Arctic Tern at Nickerson Beach LI, NY

This was a long overdue Nassau County bird and fitting that I found my own at Nickerson Beach LI, NY. On June 7th, I was scanning a group of Common Terns when I detected an Arctic Tern (ARTE). Having seen a 1st Summer Arctic Tern at Cupsogue LI on June 2nd, it was nice to get an adult for my 1st Nassau County ARTE. The Tern colonies at Nickerson Beach, makes for a nice study if they are not disturbed. I managed a few photos before this bird was subsequently flushed by a jogger and I could not re-find it again during my time there.
Arctic Tern: A new Nassua County bird and an adult at that.

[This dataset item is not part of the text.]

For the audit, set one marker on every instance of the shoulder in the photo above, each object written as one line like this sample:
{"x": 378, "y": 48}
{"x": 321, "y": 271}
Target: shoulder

Some photos are posted for studying purposes. In these photos, we have standing birds - mostly Common Terns with the 1 Arctic. A couple of things to look for are: Note the deep chested look of the Arctic vs the Common Tern. Also the head shape of the ARTE is more rounded with the peak just above the eye. The Arctic Tern, lacks the dark primary wedges one would see in a Common. The legs are quite shorter on an Arctic but be wary of depressions in the ground that could make a bird look like it has shorter legs than it really has. There are other field marks that I will get into in another post which will include flight shots. For now, these are just a few handy tips that I am sharing to use in your search.

Arctic Tern, looking regal amongst the Common Terns.

Using the tips I provided you should by now have figured out which one was the Arctic Tern.